Staff satisfaction surveys showed that access to psychiatric support and service was greatly improved and that "individual and standardized care plans and proactive consults and debriefs were the most valuable components" of the program, Afriyie-Boateng reported.
Expandable to Other Sites?
She also described the patient case example of "Mrs L.,"a 78-year-old woman diagnosed with dementia and severe aphasia, which made communication difficult for her. Mrs L. had been living with her husband but was brought to the hospital because of her tendency to wander away from home and her aggression toward her husband when redirected. In the hospital, she was confused, refused medication, and became physically aggressive with the staff.

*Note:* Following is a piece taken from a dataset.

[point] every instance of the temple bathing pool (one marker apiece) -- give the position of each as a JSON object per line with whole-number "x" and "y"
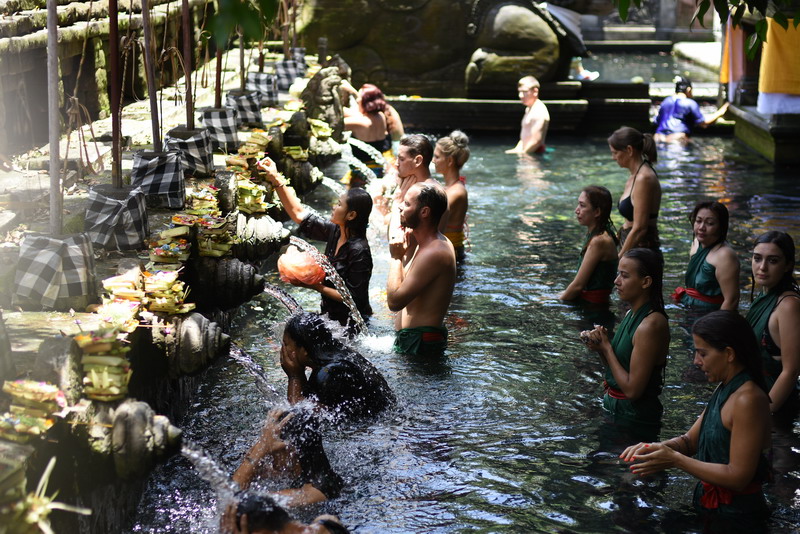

After she pulled out her IV, tried to go home, and kicked an RN during her first night on the unit, she was flagged the next morning via the EMR BOOST report. A BOOST advanced practice nurse conducted the initial assessment and developed a nonpharmacologic care plan.
It was determined that being touched or being around unfamiliar people were triggers and that she responded better when her husband was present. The subsequent care plan included assessing whether an IV and frequent bloodwork were actually needed, postponing intrusive care until the husband was there, and transferring her to a secure unit. A psychiatrist later prescribed medications for severe agitation or aggression, as needed.
Afriyie-Boateng noted that another study is currently underway evaluating routine screening of all patients for the risk for aggression. As for BOOST, there are plans to evaluate its impact on "other metrics," including satisfaction and costs.
She added that at least parts of the program could be easily implemented by other centers, especially the idea of using the same team to "float" among various departments.
"I think having that consistency makes a huge difference. Because it's the same people, the nurses and medical staff, surgeons, and residents get to know us. So they know that when we're involved, they can trust us," said Afriyie-Boateng.
"And the piece where patients are flagged through their medical record, that can be done for patients with diabetes or any other condition. Flag them when they come in" to make sure their care plan takes that information into consideration, she added.
Session moderator Smita Varshney, MD, a geriatric psychiatrist in Rome, Georgia, noted that "it's a great thing" to flag certain patients immediately.
"By flagging as soon as they come and keeping an eye on them, they'd have fewer problems while in the hospital and so the hospitalization is shorter," Varshney told Medscape Medical News.
She agreed with Afriyie-Boateng that the flagging and having a dedicated team are both components that could be expanded to other facilities.
"To me, as a hospitalist, it's important to have more support from other people to help take care of the patient," said Varshney.
Mavis Afriyie-Boateng has disclosed no relevant financial relationships.
American Association for Geriatric Psychiatry (AAGP) 2018 Annual Meeting. Session 307, presented March 17, 2018.